The underwater version of a tank, this cone snail boasts an armored shell and enough venom to kill a human. Nearby fish don't stand a chance.
This siphon acts as a breathing tube...and a warning.
Emerging from the sediment is its owner, a six-inch-long toxic killer-the cone snail.
Snails are usually thought of slow, slimy and delicious in a garlic-butter sauce.
But with some 40,000 different species of snails, a few are bound to buck the system.
In the waters of Southeast Asia, this is the underwater version of a tank-with a hard spiral shell...flexible treads...and down in front-a cannon.
It has eyestalks on either side, but it hunts primarily by scent, using its siphon.
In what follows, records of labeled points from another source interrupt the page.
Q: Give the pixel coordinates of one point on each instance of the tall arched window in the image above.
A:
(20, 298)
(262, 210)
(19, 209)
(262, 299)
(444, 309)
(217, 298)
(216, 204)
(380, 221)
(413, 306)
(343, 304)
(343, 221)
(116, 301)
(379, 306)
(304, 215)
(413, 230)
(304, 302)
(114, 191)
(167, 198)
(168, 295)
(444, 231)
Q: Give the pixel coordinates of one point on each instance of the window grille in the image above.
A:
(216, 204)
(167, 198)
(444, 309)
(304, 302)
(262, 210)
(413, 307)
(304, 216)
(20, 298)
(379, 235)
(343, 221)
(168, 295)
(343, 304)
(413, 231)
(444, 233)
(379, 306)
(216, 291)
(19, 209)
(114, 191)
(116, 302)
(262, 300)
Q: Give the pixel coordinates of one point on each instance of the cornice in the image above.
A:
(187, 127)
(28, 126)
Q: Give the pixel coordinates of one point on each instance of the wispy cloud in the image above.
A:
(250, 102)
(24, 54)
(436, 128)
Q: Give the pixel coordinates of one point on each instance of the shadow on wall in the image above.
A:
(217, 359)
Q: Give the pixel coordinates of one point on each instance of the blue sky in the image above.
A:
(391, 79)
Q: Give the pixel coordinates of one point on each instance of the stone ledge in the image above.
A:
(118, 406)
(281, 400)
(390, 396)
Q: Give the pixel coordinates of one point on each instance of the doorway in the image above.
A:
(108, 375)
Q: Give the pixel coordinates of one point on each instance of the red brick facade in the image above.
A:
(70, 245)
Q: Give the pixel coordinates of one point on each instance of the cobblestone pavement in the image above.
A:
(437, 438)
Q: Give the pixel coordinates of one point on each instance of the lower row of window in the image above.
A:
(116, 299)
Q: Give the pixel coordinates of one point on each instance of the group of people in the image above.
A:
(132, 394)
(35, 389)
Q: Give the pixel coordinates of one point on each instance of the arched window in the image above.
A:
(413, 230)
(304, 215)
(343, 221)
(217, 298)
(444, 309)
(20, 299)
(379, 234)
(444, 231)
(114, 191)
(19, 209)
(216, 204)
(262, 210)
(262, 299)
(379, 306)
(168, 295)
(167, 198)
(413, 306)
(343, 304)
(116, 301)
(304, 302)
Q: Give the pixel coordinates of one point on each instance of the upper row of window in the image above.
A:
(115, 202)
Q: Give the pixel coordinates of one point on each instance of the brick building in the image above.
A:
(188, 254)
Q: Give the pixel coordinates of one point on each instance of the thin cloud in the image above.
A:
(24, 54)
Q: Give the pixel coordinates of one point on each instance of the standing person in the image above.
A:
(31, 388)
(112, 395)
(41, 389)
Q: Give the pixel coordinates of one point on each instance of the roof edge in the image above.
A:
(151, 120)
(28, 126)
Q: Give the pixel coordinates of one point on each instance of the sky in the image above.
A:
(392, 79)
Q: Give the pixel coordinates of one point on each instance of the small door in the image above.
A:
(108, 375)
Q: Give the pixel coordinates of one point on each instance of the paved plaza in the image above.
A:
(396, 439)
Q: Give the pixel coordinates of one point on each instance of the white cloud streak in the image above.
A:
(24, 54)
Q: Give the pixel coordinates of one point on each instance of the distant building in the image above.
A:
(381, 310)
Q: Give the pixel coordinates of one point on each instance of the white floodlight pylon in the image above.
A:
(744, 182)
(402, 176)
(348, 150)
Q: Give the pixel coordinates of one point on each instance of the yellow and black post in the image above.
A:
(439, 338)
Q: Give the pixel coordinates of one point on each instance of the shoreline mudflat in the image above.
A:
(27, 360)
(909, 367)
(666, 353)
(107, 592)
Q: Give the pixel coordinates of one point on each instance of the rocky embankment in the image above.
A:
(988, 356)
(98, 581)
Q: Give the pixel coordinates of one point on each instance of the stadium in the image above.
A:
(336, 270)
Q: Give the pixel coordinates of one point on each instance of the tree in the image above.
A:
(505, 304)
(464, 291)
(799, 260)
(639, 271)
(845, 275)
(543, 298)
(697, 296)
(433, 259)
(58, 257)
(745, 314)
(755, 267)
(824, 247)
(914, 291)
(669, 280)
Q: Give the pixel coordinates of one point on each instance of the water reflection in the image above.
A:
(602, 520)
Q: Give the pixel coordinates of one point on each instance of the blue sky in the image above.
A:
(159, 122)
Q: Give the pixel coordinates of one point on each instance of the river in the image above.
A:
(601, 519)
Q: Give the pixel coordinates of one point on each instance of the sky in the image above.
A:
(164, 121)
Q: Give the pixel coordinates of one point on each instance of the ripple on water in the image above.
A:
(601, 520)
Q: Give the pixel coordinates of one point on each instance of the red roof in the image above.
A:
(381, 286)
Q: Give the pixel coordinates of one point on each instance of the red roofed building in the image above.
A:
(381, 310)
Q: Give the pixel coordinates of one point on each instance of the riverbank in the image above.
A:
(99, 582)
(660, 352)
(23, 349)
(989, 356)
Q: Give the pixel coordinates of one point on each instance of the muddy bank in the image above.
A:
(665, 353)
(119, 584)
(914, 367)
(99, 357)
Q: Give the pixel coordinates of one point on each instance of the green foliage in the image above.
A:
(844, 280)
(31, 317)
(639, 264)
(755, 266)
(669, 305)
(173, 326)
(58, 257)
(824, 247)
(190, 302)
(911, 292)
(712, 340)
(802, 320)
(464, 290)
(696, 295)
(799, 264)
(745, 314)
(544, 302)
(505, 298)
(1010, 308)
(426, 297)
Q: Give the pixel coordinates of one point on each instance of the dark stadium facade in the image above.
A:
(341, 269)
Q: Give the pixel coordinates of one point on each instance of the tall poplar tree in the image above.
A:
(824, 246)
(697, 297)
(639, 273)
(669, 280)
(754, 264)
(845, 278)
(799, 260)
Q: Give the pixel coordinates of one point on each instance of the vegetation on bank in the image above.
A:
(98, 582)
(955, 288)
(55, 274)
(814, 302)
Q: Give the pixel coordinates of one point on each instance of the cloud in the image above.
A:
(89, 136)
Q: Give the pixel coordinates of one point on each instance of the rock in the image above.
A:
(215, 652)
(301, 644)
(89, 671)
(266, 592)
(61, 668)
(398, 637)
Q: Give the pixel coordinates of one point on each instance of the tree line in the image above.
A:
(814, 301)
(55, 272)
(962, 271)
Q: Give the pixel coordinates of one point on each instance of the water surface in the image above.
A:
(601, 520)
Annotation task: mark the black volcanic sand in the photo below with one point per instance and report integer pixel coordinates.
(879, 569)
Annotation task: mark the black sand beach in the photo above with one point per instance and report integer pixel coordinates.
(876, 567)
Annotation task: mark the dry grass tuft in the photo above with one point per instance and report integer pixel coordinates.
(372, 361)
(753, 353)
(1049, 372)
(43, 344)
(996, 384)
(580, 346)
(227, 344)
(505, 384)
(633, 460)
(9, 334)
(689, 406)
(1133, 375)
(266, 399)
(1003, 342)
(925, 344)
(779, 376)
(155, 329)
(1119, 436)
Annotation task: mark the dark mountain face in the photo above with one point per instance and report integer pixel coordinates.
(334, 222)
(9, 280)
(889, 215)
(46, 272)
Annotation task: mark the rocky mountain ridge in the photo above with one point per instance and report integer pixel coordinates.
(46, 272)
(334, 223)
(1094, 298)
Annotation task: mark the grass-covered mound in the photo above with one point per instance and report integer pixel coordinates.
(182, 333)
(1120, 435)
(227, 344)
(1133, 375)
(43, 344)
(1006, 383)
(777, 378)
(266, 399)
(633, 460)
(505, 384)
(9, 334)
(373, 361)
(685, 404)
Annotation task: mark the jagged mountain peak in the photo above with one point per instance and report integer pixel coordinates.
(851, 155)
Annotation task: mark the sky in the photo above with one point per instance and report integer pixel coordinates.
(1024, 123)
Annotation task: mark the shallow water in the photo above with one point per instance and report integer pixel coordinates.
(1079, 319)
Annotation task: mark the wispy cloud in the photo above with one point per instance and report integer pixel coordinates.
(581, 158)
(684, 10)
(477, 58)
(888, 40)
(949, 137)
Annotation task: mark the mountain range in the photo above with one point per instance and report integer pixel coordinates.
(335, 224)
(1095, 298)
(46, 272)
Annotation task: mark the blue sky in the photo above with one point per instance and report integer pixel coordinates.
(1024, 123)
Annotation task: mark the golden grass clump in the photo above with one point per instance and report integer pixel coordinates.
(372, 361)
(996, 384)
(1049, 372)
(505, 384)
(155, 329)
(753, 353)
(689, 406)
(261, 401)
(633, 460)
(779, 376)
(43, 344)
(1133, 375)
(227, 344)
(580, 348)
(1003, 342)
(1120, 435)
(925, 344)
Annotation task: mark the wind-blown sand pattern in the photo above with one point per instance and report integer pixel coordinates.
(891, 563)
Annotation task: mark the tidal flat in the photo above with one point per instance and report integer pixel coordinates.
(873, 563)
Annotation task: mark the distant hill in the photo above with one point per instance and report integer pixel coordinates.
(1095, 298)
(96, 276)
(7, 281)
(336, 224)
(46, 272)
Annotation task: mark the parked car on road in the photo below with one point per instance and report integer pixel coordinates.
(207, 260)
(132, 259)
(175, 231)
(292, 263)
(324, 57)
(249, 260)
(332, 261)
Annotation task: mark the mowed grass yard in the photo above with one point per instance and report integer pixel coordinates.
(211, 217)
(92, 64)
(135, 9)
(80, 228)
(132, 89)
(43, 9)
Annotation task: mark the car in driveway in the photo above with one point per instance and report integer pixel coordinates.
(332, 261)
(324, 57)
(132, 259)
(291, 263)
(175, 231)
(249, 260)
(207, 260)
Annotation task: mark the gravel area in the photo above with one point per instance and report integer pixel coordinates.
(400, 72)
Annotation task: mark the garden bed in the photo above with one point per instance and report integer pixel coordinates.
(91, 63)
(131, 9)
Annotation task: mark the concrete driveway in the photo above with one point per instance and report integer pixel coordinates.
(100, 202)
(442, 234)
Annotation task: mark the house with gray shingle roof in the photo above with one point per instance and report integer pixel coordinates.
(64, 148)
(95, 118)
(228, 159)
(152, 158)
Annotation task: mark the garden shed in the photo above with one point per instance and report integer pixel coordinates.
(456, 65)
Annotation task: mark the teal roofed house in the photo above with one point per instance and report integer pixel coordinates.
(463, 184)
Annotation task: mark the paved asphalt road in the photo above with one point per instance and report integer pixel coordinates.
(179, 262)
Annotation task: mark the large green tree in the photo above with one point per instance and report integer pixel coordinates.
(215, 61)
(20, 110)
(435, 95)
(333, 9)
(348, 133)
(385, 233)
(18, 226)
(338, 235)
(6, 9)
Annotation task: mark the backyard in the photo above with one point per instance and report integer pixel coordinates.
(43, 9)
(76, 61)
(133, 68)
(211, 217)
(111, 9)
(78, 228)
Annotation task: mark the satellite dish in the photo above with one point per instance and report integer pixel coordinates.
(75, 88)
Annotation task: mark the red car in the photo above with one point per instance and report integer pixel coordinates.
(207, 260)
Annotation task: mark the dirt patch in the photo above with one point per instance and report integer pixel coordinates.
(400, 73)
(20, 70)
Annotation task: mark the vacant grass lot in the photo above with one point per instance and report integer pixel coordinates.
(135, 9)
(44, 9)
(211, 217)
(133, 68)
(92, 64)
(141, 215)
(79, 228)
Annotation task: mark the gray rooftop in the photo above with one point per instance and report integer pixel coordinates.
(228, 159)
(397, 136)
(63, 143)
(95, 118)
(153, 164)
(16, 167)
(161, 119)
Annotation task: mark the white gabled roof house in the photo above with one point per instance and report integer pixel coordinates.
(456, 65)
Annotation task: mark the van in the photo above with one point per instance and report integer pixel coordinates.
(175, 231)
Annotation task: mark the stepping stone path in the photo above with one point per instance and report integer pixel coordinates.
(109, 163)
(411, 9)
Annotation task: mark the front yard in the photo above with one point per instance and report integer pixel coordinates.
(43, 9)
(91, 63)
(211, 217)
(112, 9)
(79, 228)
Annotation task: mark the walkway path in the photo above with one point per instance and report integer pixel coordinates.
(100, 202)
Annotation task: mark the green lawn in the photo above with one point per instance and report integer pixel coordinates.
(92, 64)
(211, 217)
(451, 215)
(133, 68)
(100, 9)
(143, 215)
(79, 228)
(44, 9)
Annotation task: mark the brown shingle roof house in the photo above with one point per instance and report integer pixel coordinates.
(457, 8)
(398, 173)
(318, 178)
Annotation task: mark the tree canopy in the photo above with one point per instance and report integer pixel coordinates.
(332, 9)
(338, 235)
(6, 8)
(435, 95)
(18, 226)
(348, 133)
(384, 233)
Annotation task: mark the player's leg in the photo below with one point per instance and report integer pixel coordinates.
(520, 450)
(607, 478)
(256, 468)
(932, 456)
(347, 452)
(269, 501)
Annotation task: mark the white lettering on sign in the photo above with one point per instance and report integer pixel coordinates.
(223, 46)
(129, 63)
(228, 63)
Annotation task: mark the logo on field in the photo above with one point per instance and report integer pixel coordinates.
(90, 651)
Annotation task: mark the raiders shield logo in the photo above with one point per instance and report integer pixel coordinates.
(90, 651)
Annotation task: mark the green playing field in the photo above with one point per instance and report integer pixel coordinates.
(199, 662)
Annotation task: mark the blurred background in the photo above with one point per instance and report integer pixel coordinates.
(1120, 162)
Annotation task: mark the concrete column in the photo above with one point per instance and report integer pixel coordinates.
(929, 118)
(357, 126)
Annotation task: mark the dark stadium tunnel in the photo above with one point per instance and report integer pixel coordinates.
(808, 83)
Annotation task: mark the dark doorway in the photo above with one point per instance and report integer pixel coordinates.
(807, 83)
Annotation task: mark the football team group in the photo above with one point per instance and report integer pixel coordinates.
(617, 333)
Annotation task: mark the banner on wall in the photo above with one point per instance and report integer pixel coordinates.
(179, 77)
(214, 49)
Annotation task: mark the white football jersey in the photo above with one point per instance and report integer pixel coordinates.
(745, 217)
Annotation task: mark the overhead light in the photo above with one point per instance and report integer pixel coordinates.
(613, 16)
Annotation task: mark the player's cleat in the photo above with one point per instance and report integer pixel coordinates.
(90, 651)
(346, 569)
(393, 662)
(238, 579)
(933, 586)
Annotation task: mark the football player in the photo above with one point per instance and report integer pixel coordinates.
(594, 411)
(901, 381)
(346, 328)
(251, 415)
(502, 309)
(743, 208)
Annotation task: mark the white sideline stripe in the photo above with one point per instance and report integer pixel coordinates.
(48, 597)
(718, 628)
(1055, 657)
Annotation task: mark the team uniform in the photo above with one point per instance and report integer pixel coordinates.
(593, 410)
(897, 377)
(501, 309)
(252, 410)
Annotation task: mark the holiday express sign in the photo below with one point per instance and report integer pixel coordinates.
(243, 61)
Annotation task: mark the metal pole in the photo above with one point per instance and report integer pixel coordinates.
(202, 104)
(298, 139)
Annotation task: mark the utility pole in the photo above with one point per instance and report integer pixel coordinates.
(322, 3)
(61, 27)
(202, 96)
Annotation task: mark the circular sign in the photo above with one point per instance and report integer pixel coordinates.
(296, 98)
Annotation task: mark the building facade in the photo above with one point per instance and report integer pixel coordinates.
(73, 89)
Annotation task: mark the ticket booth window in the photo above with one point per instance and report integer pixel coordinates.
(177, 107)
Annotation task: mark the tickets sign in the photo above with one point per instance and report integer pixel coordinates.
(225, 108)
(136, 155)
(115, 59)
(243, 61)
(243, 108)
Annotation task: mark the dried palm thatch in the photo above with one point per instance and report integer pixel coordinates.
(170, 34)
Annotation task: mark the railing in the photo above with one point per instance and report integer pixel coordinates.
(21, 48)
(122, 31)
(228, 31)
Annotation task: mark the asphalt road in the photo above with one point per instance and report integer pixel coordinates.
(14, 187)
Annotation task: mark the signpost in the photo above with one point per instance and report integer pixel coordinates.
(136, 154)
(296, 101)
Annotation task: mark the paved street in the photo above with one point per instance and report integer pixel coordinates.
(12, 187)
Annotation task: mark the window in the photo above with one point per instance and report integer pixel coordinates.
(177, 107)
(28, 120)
The target: a nearby fish.
The fish hides deeper under the rock rather than swimming away.
Bad idea. It still has room to move.
But inside this probing tube, called a proboscis, the cone snail has a long-range weapon-a harpoon.
Made of a modified tooth, the harpoon can be launched by a quick muscular contraction.
Fish-hunting snails are particularly dangerous, with venom strong enough to kill a human.
This harpoon is cocked and loaded. Target is within range.
The cone snail strikes.
The fish is paralyzed within seconds, reeled back in, and swallowed.
With a full belly, the cone snail returns under the sediment, its siphon peeking out as a reminder and a warning.